Directed by Ratchapoom Boonbunchachoke

A Useful Ghost.

A Useful Ghost.

Finally, a Thai film in Cannes and the first in 10 years (excluding Memoria by Apichatpong Weerasethakul, conceived and shot in Colombia and premiering in 2022). A Useful Ghost (Pee Chai Dai Kha in Thai) is a witty flip on one of the most familiar Thai cinematic tropes: A ghost-wife who returns from the dead to reunite with her living husband. But Ratchapoom takes that setup for a spin like a demented tuk-tuk on a Riviera racetrack. The ghost-wife possesses a vacuum cleaner (it can speak) and begins a nefarious campaign to prove her usefulness to the family of her husband. Cue a political edge to the offbeat story, and this makes A Useful Ghost one of the strangest and most original Thai films of the past many years. The film will premiere in the Critics' Week, a section dedicated for first and second films. We'll have more on it soon.

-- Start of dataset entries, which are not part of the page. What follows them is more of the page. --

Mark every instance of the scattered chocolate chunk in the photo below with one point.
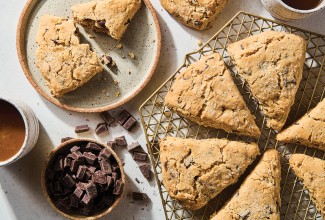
(139, 156)
(145, 170)
(121, 141)
(81, 128)
(107, 117)
(101, 128)
(139, 196)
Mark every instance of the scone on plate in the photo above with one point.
(196, 14)
(206, 94)
(308, 130)
(62, 60)
(312, 173)
(259, 195)
(272, 64)
(109, 16)
(195, 171)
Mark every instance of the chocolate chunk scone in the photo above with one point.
(271, 63)
(206, 94)
(259, 195)
(309, 130)
(109, 16)
(312, 173)
(195, 171)
(196, 14)
(62, 60)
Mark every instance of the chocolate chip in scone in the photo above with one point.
(81, 128)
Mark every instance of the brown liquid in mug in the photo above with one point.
(12, 130)
(302, 4)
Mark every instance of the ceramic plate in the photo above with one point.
(110, 88)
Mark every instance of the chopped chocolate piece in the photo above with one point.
(93, 146)
(105, 154)
(99, 177)
(91, 190)
(81, 172)
(81, 128)
(107, 117)
(145, 170)
(74, 148)
(121, 141)
(130, 123)
(134, 146)
(90, 157)
(66, 139)
(105, 166)
(139, 156)
(111, 144)
(123, 117)
(68, 180)
(139, 196)
(118, 187)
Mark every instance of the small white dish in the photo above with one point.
(31, 130)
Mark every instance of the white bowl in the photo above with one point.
(31, 130)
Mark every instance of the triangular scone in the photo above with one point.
(259, 195)
(205, 93)
(271, 63)
(308, 130)
(109, 16)
(195, 171)
(312, 173)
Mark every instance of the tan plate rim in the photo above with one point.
(54, 152)
(20, 48)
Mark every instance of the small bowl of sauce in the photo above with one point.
(19, 130)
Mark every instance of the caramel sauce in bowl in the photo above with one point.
(19, 130)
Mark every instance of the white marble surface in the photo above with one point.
(21, 181)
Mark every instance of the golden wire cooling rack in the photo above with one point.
(159, 122)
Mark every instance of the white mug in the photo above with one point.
(280, 10)
(31, 130)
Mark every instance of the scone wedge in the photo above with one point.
(272, 64)
(308, 130)
(259, 195)
(312, 173)
(109, 16)
(206, 94)
(196, 14)
(195, 171)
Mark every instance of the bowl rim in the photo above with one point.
(20, 48)
(60, 147)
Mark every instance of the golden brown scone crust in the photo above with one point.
(195, 171)
(271, 63)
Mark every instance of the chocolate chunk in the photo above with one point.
(111, 144)
(90, 157)
(66, 139)
(145, 170)
(105, 166)
(81, 128)
(91, 190)
(93, 146)
(121, 141)
(123, 117)
(139, 156)
(101, 127)
(118, 187)
(104, 154)
(81, 172)
(130, 123)
(68, 180)
(134, 146)
(139, 196)
(107, 117)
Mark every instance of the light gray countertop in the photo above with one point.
(21, 181)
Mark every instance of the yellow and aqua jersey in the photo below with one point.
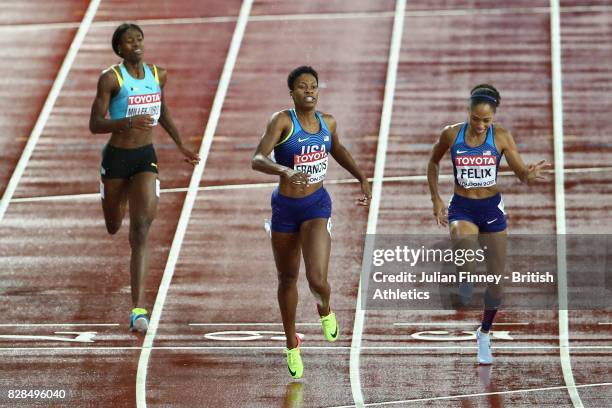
(136, 96)
(303, 151)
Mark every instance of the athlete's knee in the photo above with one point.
(287, 279)
(113, 226)
(316, 282)
(139, 231)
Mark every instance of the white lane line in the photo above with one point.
(58, 324)
(459, 324)
(347, 348)
(557, 99)
(371, 348)
(379, 173)
(196, 177)
(48, 106)
(316, 16)
(479, 394)
(248, 186)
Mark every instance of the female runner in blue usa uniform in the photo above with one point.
(302, 139)
(476, 212)
(132, 93)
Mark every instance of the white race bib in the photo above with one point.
(313, 164)
(149, 104)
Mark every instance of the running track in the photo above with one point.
(61, 271)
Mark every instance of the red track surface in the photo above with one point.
(60, 267)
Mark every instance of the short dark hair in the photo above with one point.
(485, 93)
(304, 69)
(119, 31)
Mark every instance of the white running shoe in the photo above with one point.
(484, 348)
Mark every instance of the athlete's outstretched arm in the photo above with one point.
(107, 85)
(527, 174)
(165, 119)
(278, 125)
(433, 172)
(345, 159)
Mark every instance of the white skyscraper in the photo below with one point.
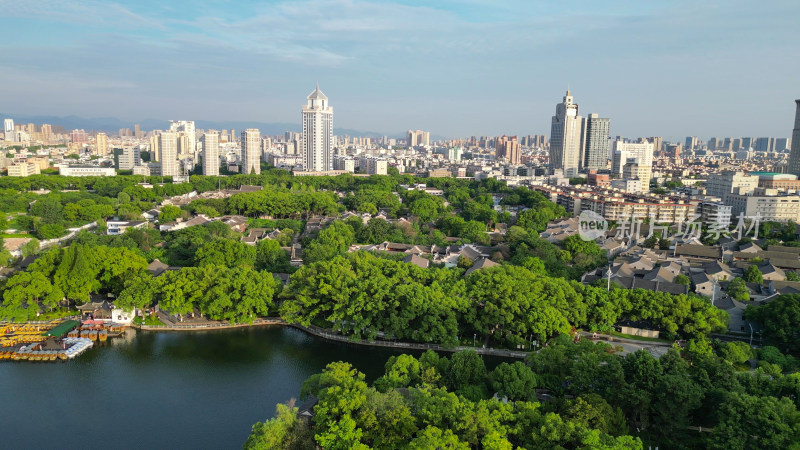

Urchin/The Chronology Of Water/Elenor The Great

Directed by Harry Dickinson/Kristen Stewart/Scarlett Johannsson

Three films by three actors making their directorial bow all screen in the Un Certain Regard. Harry Dickinson (the milkman in Babygirl) arrives with Urchin, a story of young drifters. Kristen Stewart, whose roles in European films of late have earned her plenty of new fans, directs The Chronology Of Water from the memoir of writer and swimmer Lidia Yuknavitch. Scarlett Johansson directs 95-year-old June Squibb in Elenor The Great, about a friendship between an old lady and a young student.

Magalhaes

Directed by Lav Diaz

Magalhaes.

Magalhaes.

That's Magellan -- as in Ferdinand Magellan. Filipino filmmaker Lav Diaz casts Gael Garcia Bernal as the Portuguese explorer of the 16th century who led an expedition across the Pacific to fulfil the king of Spain's maritime ambition -- and ended up colonising the Philippines. This is Diaz's first film in Portuguese and Spanish, but the subject of Filipino history and his country's fraught, caustic past has always been in the master's resume. It's believed that Magalhaes, running at modest 156 minutes, is only the first part of a planned two-part film -- the second one being about Magellan's wife, Beatrice, and reportedly nine hours long.

Yes

Directed by Nadav Lapid

The character is called Y, a jazz musician. After the Oct 7 attack, Y is given an assignment from the government of Israel: To write a new national anthem. Nadav Lapid is a filmmaker whose searing interrogation of Israel nationhood, its right-wing ideology and moral decay makes him a controversial figure at home (his previous film, Ahed's Knee, also has a character named Y and concerns a filmmaker's scuffle with thought police; it won a Jury Prize at Cannes three years ago). Yes will be closely watched and interpreted given what's going on in Gaza and the current actions of the Israeli army. The film is showing in the Directors' Fortnight.

Sirat (Laxe)

Directed by Oliver Laxe

Oliver Laxe, a French-born Spanish filmmaker, returns to his favourite locale, Morocco, in his latest film, the first to crack the Competition. His films usually rely on sparse, documentary-like naturalness and landscapes that sketch the physical and mental state of the characters. In Sirat, the setting is a rave party in the Moroccan desert. A father arrives, with his son, to search for his daughter who disappeared a few months ago at another desert rave. Vast stretches of sand and thumping electronic music -- if there's a place in the world worthy of getting lost, and hopefully of being found, Laxe's film will take you there.